You shouldn't have her money and your money - it's all family money

anything else is financial abuse with a SAH parent

Bearybasket · 03/07/2024 20:41

What particularly attracts your wife to St Bernard's beyond having grown up with them? You need to get her to consider this and then you need to sit down together and find a breed that you can both agree on and that will suit your lifestyle

godmum56 · 03/07/2024 20:44

wetotter · 03/07/2024 20:38

Remember that this isn't just about the dog.

It's that he didn't care enough to look in to it properly, and changed his mind based on size - something that would have taken less than 2mins to establish online - when actually picking up the puppy.

Wives don't leave their husbands because the cup was left on the side, not put in the dishwasher. They leave because he didn't care enough to make a bit of effort over something that matters to her, preferring that she gives up her opinion so he doesn't have to lift a finger.

He didn't lift a finger to get to know even the blazingly obvious characteristics of the breed he said "yes" to, preferring instead that she gets let down at a seriously cruel moment

it was a very bad way to deal with the situation but i think not intentional.

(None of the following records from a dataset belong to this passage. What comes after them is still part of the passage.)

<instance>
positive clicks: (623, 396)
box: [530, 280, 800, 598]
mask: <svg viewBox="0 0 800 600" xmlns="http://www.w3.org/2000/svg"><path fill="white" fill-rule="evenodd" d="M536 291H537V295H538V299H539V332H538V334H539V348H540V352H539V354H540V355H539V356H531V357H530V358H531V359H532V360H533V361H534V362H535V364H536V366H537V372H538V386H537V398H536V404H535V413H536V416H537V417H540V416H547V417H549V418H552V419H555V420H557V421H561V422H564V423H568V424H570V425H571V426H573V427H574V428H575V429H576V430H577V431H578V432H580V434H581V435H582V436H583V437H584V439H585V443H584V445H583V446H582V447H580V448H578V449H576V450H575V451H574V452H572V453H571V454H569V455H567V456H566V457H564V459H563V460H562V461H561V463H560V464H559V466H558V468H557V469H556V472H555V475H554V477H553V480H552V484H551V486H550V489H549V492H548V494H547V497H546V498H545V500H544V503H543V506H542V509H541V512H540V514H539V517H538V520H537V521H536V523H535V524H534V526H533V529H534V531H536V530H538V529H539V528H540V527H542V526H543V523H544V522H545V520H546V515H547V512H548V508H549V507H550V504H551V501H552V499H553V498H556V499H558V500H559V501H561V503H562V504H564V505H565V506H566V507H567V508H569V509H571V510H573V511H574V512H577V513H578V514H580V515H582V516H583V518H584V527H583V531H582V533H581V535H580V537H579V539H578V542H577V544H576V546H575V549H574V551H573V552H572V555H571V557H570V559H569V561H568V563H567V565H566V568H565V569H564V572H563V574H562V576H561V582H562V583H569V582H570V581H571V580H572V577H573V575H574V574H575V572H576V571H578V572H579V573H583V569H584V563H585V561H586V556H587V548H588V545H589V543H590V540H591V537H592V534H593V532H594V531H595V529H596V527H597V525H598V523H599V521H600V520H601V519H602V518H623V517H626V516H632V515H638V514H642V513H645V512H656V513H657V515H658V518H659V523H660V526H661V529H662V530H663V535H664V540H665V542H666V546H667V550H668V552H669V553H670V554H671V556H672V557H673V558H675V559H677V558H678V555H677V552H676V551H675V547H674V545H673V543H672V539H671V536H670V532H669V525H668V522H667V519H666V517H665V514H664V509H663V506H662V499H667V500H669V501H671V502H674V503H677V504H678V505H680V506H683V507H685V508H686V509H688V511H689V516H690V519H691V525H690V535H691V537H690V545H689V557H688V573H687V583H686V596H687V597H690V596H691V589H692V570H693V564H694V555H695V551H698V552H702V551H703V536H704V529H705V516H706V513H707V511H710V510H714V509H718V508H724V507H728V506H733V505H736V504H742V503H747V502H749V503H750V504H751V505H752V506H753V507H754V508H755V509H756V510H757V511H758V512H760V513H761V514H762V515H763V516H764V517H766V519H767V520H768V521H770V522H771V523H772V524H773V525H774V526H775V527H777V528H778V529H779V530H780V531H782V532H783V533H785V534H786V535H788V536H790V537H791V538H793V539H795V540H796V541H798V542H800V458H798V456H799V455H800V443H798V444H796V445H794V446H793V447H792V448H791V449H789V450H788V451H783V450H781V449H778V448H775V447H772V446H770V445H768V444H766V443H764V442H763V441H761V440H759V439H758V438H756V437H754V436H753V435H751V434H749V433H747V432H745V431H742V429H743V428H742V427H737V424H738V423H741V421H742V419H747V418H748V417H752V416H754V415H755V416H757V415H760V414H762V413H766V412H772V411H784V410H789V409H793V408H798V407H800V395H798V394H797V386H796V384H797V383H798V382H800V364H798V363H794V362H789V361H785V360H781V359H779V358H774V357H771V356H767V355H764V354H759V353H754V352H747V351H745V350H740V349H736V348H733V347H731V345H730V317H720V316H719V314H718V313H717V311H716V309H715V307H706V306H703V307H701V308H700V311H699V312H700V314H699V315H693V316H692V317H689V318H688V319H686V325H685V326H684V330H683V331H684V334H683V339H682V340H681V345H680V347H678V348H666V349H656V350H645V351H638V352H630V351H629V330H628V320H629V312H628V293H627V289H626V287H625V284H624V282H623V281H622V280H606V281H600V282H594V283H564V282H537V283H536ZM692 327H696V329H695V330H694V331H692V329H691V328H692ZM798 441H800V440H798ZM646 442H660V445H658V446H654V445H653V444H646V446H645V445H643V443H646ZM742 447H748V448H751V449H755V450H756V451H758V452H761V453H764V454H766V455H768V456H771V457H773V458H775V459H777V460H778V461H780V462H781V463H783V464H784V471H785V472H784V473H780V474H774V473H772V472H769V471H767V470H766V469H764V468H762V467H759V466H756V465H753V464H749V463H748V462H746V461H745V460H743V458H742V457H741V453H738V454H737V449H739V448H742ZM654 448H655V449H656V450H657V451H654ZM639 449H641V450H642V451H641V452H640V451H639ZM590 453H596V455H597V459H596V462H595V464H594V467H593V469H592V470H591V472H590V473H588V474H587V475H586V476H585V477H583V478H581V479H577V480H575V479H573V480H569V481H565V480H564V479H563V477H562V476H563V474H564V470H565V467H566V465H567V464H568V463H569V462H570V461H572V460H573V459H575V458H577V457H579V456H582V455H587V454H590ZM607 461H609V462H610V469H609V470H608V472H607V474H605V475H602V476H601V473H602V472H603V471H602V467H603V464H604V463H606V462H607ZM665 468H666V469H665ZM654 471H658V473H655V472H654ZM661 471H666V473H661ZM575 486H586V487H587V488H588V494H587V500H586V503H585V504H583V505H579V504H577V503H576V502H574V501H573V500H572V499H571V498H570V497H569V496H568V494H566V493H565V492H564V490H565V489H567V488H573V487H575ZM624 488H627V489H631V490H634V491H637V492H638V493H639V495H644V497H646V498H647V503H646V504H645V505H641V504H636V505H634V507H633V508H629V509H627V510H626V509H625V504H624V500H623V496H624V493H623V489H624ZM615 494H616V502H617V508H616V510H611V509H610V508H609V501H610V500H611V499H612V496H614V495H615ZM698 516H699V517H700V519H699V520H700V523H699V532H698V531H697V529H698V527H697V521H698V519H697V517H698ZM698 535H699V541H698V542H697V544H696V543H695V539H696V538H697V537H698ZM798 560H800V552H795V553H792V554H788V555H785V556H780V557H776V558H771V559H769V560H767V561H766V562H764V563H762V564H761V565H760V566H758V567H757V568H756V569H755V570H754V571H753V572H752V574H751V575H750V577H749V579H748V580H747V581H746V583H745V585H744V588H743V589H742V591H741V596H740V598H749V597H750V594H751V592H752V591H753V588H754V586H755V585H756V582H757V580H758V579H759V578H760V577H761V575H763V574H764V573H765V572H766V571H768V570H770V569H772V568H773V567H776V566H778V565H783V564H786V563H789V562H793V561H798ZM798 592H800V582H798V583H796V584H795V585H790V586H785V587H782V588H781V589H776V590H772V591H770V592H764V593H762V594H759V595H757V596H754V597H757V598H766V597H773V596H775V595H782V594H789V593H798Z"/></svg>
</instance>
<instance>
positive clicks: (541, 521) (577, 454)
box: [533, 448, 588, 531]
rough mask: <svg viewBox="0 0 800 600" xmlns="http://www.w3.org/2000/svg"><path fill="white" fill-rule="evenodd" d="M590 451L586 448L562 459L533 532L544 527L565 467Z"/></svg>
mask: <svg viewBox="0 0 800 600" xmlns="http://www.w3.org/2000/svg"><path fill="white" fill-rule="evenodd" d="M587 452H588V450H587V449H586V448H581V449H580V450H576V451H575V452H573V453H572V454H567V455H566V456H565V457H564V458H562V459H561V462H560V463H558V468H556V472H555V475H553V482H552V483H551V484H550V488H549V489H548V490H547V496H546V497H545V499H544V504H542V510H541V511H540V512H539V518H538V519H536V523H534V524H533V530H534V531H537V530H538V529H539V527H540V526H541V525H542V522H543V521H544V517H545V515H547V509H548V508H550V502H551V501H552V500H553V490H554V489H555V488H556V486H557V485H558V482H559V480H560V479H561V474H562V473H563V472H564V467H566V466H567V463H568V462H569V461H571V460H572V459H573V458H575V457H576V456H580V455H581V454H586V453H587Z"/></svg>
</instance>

I suspect it was something like he didn't want to do it all along hence (as he has said) the "ok but you can pay for it," which again not a great way to manage the circs.....he thought he could go along with it but when push came to shove he couldn't. Yes he should have been clearer earlier, yes he should have addressed (or helped her to address) her isolation and anxiety issues differently and much earlier. yes he sounds like a total twat but not, I think deliberately cruel.